Thanks to ABC Family’s new series The Fosters for sponsoring this post. Click here to see more of the discussion. Also, watch the series premiere of The Fosters on Monday, June 3 at 9/8c only on ABC Family.
I wish I could explain to you how wonderful the Internet has been for me. If you’ve lived any part of your own life online I’m sure you’re probably familiar with how many wonderful people are out there, teaching others about acceptance through their own examples of wholehearted living. One of the kindest emails I received after Vivi was born was from Kim in Texas. I had lost touch with her in 2009, the year that seemed to be terrible for everyone. We had somehow found each other on Flickr in late 2008, and have followed each other on and off through little snapshots of our daily lives. She congratulated me and offered me the most simple blessing in regards to raising these two little girls of mine. Kim has three children of her own, the oldest is now 23, and her daughter takes the on the role of big sistering as seriously as Addie does.

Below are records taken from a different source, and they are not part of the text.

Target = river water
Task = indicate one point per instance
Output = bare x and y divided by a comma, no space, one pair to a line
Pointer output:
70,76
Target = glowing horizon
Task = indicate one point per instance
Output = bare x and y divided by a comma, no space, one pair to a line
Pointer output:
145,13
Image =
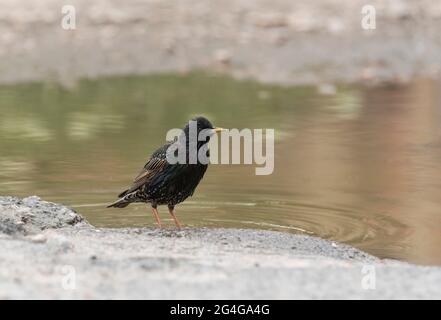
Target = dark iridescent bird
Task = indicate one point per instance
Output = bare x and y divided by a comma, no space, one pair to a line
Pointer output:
162,182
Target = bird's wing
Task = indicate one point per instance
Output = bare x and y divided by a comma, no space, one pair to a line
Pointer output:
154,166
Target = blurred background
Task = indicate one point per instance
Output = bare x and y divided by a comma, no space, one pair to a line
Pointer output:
356,112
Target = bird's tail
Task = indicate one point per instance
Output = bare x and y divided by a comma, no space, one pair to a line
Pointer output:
120,203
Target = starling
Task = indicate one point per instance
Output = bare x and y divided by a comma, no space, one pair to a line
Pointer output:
162,182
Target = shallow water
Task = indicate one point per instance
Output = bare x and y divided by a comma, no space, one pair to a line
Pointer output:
361,165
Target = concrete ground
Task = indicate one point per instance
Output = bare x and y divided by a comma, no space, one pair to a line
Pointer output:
49,251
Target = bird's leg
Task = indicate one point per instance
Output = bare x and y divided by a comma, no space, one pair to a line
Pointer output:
155,213
171,209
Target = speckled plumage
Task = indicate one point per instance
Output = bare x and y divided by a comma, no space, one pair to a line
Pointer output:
163,183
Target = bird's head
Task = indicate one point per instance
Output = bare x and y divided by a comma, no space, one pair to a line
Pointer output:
201,124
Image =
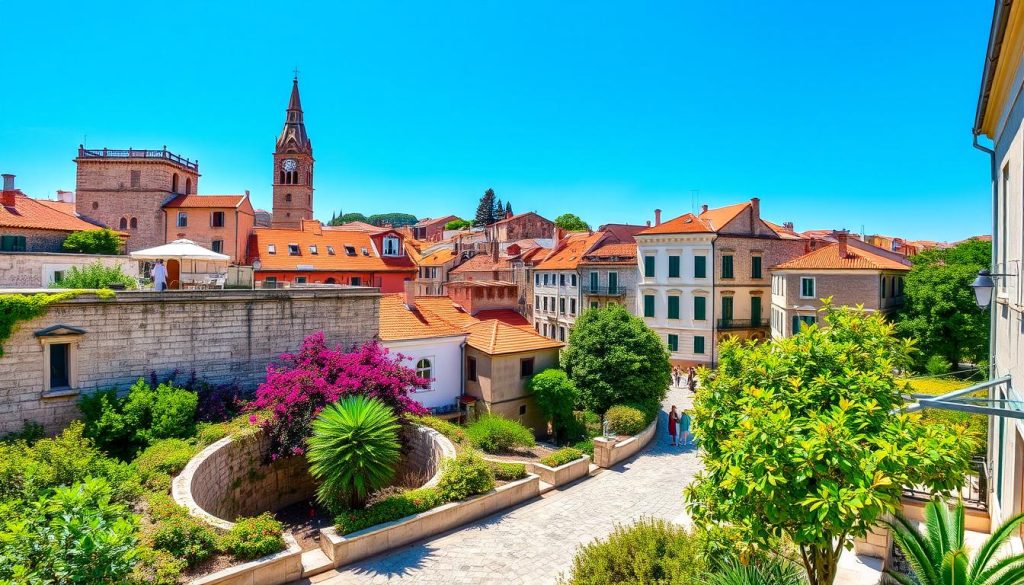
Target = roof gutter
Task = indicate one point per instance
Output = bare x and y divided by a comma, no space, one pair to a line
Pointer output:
1000,17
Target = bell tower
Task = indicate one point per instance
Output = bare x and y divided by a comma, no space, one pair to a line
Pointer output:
293,168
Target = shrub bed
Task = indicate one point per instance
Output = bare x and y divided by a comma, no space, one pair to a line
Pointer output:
561,457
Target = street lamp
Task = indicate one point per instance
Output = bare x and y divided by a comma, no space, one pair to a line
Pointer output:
983,286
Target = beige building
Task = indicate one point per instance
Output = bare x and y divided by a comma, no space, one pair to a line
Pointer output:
849,272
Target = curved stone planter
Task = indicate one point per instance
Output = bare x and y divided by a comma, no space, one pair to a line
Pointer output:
351,547
609,452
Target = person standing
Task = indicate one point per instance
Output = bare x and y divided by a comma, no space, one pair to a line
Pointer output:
684,428
673,420
160,276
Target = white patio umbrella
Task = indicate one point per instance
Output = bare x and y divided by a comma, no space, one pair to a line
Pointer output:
186,250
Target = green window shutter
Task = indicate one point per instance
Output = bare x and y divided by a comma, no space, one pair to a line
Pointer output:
726,266
699,308
674,306
673,266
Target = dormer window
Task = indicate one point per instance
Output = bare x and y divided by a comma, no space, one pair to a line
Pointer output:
391,246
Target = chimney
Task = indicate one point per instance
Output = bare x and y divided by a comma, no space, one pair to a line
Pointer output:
7,199
410,294
841,237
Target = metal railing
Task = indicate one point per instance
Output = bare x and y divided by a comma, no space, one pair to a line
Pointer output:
137,154
741,323
603,291
974,492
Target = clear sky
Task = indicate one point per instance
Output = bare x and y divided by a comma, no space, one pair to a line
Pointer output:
836,115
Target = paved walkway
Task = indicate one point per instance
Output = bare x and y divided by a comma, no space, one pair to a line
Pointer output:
535,542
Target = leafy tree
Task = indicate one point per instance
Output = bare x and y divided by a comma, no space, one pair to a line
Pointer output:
348,218
485,209
393,219
92,242
94,276
556,395
353,450
939,308
939,556
570,222
613,358
806,437
457,224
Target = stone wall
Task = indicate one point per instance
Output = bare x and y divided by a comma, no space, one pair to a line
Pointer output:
222,336
27,269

So often we’re guilty of thinking of different as “weird” or “gross” when that simply isn’t the case. I fantasize about lying in a bathtub full of cats and one of my life list items includes having my makeup done by a drag queen. I also happen to be a part of a very peculiar religion, but it’s what works for me. More importantly I understand that what works for me doesn’t work for everyone. While there is a stereotype around Mormonism that we are polygamists, I dare you to find a mother who hasn’t wished for a sister wife at one time or another. The logistics may be a little strange, but the premise of having more support in our roles as wives and mothers? Not too shabby.
The Internet can teach us so much about other people without even having to ask. Blogs are tiny little windows into the lives of others where love is everything and so many of us are just trying to do our best. Only a handful of times has someone found out I’m Mormon and verbally gone running in the opposite direction. *shrug* I guess they’re going to miss out on all this awesome. I met Polly of Lesbian Dad backstage at the community keynote at BlogHer in 2008. Polly gave me a hug that changed my life that day and I’ve carried it with me always. The love she has for her family absolutely vibrates out of her. If you ever get the chance to meet her ask her to tell you about her wife and kids then ask her for a hug, you won’t regret it. (Although she may regret me telling everyone to hug her.) The other most amazing Casey on the Internet is the same way, her blog is one of my most favorites to read and she is one of the kindest and funniest people on Twitter. If you have mixed feelings on marriage equality— read her blog and get back to me, those three were meant to be a family.
Who are the people on the Internet who have most changed your point of view on ‘different?’